20 KiB
Pitfalls Research
Domain: Rust eBPF network monitoring CLI (tcptop) Researched: 2026-03-21 Confidence: HIGH (well-documented domain with many real-world projects to learn from)
Critical Pitfalls
Pitfall 1: macOS Has No eBPF -- Platform Abstraction Must Be Day-One Architecture
What goes wrong: Developers start building the eBPF data collection layer for Linux, get it working, then discover macOS support requires a completely different backend (DTrace, nstat, Network Extension Framework, or libpcap). The resulting code is tightly coupled to eBPF concepts, and retrofitting a platform abstraction layer requires rewriting most of the data pipeline.

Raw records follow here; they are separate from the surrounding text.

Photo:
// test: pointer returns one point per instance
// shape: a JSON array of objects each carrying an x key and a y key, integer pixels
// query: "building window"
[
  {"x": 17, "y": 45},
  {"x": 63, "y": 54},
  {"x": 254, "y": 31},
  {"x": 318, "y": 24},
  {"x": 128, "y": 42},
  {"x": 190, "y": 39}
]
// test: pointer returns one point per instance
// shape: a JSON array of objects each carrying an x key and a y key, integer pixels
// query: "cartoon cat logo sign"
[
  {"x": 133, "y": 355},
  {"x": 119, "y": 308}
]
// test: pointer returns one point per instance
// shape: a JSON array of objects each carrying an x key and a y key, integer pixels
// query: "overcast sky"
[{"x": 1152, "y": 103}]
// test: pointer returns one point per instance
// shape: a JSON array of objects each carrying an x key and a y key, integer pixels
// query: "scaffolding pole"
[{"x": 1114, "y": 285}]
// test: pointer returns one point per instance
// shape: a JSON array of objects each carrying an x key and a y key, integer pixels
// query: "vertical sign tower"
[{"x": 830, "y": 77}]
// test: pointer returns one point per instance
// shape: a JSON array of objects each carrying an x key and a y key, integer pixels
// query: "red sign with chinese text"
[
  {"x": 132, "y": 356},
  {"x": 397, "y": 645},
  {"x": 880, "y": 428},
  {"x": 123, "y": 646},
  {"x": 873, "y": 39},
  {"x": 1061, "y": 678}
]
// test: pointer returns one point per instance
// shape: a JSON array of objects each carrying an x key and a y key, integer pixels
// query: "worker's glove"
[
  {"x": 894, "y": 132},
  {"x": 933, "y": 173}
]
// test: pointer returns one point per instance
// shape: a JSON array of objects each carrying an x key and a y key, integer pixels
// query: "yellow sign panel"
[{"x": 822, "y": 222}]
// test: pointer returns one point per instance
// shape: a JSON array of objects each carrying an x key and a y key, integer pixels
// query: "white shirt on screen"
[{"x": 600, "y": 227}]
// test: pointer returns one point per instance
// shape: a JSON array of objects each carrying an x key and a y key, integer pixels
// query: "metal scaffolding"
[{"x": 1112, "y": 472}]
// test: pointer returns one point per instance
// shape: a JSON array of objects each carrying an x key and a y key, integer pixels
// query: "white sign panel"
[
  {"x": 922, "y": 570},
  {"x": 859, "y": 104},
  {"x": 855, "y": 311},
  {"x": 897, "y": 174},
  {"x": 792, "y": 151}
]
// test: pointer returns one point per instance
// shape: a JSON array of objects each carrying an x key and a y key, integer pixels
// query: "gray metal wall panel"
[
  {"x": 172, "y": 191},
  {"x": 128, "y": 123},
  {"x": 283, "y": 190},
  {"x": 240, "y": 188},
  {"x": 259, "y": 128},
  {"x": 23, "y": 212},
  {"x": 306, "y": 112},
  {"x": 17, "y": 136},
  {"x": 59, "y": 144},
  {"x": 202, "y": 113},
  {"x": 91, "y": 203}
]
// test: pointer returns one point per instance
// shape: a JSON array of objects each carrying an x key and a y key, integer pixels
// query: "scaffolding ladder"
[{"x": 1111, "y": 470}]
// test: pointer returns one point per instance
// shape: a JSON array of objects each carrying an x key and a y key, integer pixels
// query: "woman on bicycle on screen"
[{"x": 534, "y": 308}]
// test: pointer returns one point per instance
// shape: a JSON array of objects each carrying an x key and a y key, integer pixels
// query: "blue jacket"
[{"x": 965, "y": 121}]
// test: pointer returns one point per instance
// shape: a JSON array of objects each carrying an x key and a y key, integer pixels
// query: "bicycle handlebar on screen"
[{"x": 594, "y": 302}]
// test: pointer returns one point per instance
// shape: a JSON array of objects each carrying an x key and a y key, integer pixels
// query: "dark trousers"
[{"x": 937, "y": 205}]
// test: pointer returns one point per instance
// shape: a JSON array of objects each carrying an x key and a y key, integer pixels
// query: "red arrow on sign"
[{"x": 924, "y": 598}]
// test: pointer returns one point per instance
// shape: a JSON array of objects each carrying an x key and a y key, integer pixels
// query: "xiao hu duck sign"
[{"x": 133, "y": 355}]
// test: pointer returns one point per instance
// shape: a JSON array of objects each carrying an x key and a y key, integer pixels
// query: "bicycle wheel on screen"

Why it happens: eBPF is Linux-only. macOS uses DTrace for kernel tracing, but DTrace is severely limited by System Integrity Protection (SIP) -- even with sudo, SIP prevents tracing system binaries and most kernel probes. Apple's Network Extension framework requires Objective-C/Swift and entitlements. There is no clean equivalent to Linux eBPF on macOS.
How to avoid:
Define a DataSource trait from the very first line of code. The trait returns platform-agnostic connection records (source/dest IP, port, bytes, packets, state, PID). Linux implements it with eBPF via Aya. macOS implements it with a fallback: likely nettop/nstat parsing, libpcap, or lsof+netstat polling. Accept that macOS will have lower fidelity data -- this is a known tradeoff. Do NOT attempt to build a DTrace backend that requires users to disable SIP.
Warning signs:
- eBPF-specific types (map handles, program file descriptors) leaking into core data structures
- No
cfg(target_os)gates in the first prototype - "We'll add macOS later" appearing in planning discussions
Phase to address: Phase 1 (Architecture/Foundation). The trait boundary must exist before any eBPF code is written.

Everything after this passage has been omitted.